AfD: Ein Fall für den Verfassungsschutz?

03.09.2018 19:30 Uhr
Hallo Niedersachsen

In Chemnitz demonstrierte die AfD gemeinsam mit der "Pegida"-Bewegung. Nun werden Stimmen in der Politik laut, die AfD beobachten zu lassen. Aber es gibt auch Gegenstimmen. Video (03:22 min)

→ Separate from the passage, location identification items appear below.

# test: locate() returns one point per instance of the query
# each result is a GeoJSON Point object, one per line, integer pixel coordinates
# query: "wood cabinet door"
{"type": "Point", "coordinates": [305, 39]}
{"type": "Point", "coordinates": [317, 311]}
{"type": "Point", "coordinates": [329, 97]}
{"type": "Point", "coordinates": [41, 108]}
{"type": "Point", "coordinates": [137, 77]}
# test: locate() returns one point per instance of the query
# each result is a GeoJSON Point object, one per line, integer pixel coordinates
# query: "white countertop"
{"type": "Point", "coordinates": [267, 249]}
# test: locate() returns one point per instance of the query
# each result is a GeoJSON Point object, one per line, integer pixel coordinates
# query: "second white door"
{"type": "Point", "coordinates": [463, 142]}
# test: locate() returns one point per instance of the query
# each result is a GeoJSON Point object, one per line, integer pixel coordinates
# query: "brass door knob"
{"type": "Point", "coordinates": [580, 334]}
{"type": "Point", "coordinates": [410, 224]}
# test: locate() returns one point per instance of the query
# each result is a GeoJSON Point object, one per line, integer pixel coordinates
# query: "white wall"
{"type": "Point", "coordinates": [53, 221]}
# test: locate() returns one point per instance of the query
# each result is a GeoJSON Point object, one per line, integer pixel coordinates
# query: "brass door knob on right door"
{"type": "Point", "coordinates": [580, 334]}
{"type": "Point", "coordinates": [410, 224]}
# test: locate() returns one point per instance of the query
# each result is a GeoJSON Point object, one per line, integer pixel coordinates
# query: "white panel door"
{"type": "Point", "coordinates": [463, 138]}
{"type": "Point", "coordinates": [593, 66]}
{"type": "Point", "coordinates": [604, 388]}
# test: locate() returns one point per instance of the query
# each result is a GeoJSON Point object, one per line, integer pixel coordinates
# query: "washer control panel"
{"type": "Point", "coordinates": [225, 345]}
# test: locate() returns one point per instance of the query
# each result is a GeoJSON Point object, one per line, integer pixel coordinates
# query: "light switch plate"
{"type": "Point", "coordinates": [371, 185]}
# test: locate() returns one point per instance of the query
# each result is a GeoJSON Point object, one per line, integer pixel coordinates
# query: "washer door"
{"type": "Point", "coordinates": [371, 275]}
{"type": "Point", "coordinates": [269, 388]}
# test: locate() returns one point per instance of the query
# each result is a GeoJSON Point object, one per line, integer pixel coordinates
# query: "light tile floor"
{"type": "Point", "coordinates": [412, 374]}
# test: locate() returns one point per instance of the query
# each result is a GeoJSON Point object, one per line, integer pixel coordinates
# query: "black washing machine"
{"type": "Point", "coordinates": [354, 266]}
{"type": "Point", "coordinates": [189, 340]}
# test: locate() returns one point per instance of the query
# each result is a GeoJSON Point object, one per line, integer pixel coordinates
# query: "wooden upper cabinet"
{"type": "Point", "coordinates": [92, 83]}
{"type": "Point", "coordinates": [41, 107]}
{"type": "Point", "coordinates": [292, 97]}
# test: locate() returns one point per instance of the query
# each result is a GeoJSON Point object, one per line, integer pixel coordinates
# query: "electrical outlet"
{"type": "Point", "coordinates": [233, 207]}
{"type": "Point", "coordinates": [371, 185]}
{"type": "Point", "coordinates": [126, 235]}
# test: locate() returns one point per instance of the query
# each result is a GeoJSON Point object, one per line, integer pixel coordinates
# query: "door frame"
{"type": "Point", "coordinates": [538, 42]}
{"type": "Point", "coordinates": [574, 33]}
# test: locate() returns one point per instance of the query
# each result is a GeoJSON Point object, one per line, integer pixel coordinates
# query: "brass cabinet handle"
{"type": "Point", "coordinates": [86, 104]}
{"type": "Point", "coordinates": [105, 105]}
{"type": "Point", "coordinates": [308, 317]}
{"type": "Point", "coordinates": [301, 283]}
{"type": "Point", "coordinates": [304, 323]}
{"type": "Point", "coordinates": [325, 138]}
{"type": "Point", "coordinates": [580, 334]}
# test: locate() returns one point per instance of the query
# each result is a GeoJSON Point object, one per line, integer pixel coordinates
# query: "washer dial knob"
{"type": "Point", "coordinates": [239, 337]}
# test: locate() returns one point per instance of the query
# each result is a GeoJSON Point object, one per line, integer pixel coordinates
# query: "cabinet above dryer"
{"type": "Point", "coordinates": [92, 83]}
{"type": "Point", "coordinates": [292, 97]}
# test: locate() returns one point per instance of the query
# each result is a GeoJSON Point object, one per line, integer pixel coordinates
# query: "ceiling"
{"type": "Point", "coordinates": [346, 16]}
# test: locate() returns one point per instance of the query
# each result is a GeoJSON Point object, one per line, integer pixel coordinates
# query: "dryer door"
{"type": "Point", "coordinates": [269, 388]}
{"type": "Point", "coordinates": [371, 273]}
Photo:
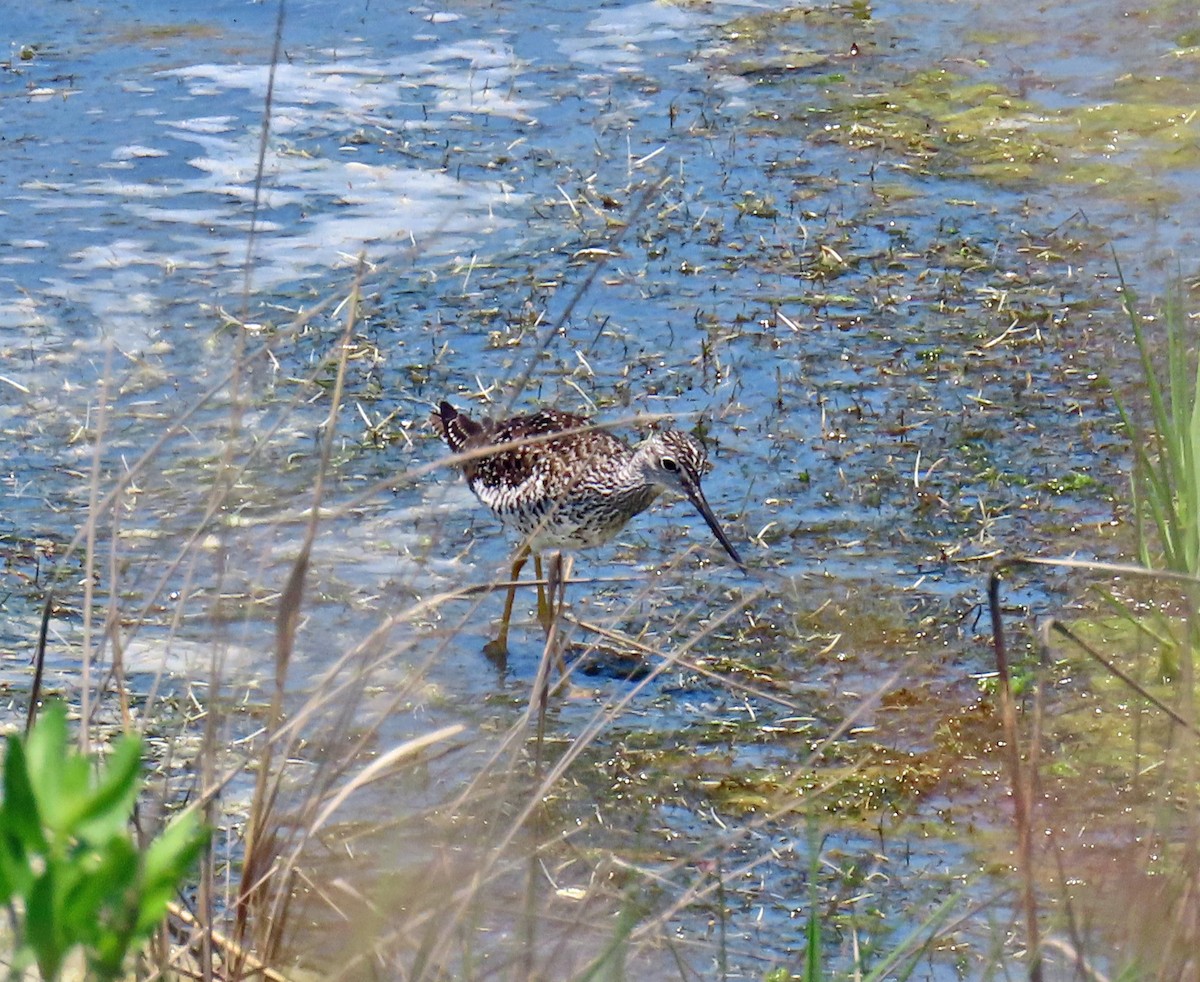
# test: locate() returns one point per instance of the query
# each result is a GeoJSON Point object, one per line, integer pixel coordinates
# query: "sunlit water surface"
{"type": "Point", "coordinates": [894, 365]}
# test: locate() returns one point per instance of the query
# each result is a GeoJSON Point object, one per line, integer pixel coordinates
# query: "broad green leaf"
{"type": "Point", "coordinates": [43, 923]}
{"type": "Point", "coordinates": [48, 760]}
{"type": "Point", "coordinates": [19, 815]}
{"type": "Point", "coordinates": [105, 810]}
{"type": "Point", "coordinates": [16, 874]}
{"type": "Point", "coordinates": [167, 863]}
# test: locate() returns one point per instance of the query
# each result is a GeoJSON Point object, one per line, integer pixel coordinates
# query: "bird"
{"type": "Point", "coordinates": [562, 483]}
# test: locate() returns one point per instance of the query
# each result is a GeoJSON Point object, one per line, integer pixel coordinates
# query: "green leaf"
{"type": "Point", "coordinates": [167, 863]}
{"type": "Point", "coordinates": [43, 926]}
{"type": "Point", "coordinates": [21, 816]}
{"type": "Point", "coordinates": [100, 909]}
{"type": "Point", "coordinates": [105, 810]}
{"type": "Point", "coordinates": [16, 874]}
{"type": "Point", "coordinates": [49, 762]}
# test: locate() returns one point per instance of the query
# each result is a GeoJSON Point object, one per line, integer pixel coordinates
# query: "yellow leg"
{"type": "Point", "coordinates": [545, 603]}
{"type": "Point", "coordinates": [556, 588]}
{"type": "Point", "coordinates": [499, 647]}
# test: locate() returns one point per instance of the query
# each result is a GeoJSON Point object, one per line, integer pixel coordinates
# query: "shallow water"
{"type": "Point", "coordinates": [897, 348]}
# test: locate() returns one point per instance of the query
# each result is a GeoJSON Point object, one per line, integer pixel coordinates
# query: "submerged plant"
{"type": "Point", "coordinates": [1165, 483]}
{"type": "Point", "coordinates": [71, 875]}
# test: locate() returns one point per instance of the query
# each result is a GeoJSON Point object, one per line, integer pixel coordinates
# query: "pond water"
{"type": "Point", "coordinates": [864, 247]}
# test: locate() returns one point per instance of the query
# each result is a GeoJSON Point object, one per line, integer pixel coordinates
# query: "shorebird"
{"type": "Point", "coordinates": [563, 484]}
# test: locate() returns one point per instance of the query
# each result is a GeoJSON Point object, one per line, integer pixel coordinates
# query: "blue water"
{"type": "Point", "coordinates": [871, 424]}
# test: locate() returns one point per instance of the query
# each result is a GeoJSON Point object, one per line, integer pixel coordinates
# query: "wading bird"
{"type": "Point", "coordinates": [563, 484]}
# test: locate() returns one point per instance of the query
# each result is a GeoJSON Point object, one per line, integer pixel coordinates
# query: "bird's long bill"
{"type": "Point", "coordinates": [697, 498]}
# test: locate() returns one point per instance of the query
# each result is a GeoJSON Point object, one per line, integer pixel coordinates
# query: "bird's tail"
{"type": "Point", "coordinates": [453, 426]}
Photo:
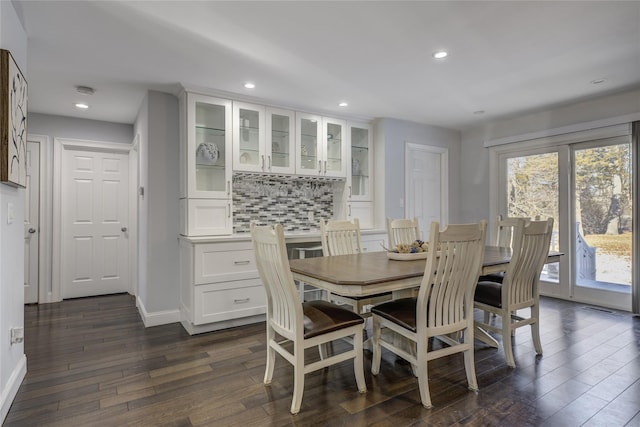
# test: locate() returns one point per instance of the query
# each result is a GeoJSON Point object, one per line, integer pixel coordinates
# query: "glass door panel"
{"type": "Point", "coordinates": [249, 138]}
{"type": "Point", "coordinates": [533, 191]}
{"type": "Point", "coordinates": [602, 193]}
{"type": "Point", "coordinates": [280, 141]}
{"type": "Point", "coordinates": [360, 151]}
{"type": "Point", "coordinates": [210, 147]}
{"type": "Point", "coordinates": [308, 136]}
{"type": "Point", "coordinates": [334, 147]}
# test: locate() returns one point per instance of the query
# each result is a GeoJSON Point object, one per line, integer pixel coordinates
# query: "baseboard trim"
{"type": "Point", "coordinates": [158, 317]}
{"type": "Point", "coordinates": [9, 392]}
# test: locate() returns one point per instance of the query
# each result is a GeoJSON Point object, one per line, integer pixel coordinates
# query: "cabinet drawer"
{"type": "Point", "coordinates": [230, 300]}
{"type": "Point", "coordinates": [215, 265]}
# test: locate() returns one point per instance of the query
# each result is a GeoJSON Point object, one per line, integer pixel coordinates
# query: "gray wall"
{"type": "Point", "coordinates": [391, 135]}
{"type": "Point", "coordinates": [474, 161]}
{"type": "Point", "coordinates": [74, 128]}
{"type": "Point", "coordinates": [158, 128]}
{"type": "Point", "coordinates": [12, 357]}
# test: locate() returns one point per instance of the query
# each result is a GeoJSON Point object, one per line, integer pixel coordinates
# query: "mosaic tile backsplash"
{"type": "Point", "coordinates": [267, 200]}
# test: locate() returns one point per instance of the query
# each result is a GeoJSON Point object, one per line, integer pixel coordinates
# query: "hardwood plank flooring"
{"type": "Point", "coordinates": [91, 362]}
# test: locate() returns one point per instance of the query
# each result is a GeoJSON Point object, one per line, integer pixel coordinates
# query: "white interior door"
{"type": "Point", "coordinates": [94, 259]}
{"type": "Point", "coordinates": [426, 185]}
{"type": "Point", "coordinates": [32, 224]}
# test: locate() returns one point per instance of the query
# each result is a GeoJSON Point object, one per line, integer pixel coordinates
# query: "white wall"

"An Dreistigkeit nicht zu überbieten"

Nur 14 Tage nach den rassistischen Übergriffen in der sächsischen Stadt sieht sich die AfD offenbar veranlasst, nach einem Ende der freiheitlichen Grundordnung zu fragen. Bei den Parlamentskollegen von SPD, CDU, FDP und Grünen lösen Wortwahl und Fragestellung Zorn und Zweifel an der demokratischen Gesinnung der AfD aus: "Ein solcher Antrag ist an Dreistigkeit nicht zu überbieten", sagt der innenpolitische Sprecher der SPD-Fraktion, Ulrich Watermann, auf Nachfrage von NDR Info. "Wer selbst in Chemnitz mitmarschiert und dann im Landtag einen solchen Antrag stellt, verhält sich skandalös." In Chemnitz waren maßgebende Vertreter der AfD Seite an Seite mit der rassistischen Pegida- Bewegung auf die Straße gegangen - trotz innerparteilicher Unvereinbarkeitsbeschlüsse.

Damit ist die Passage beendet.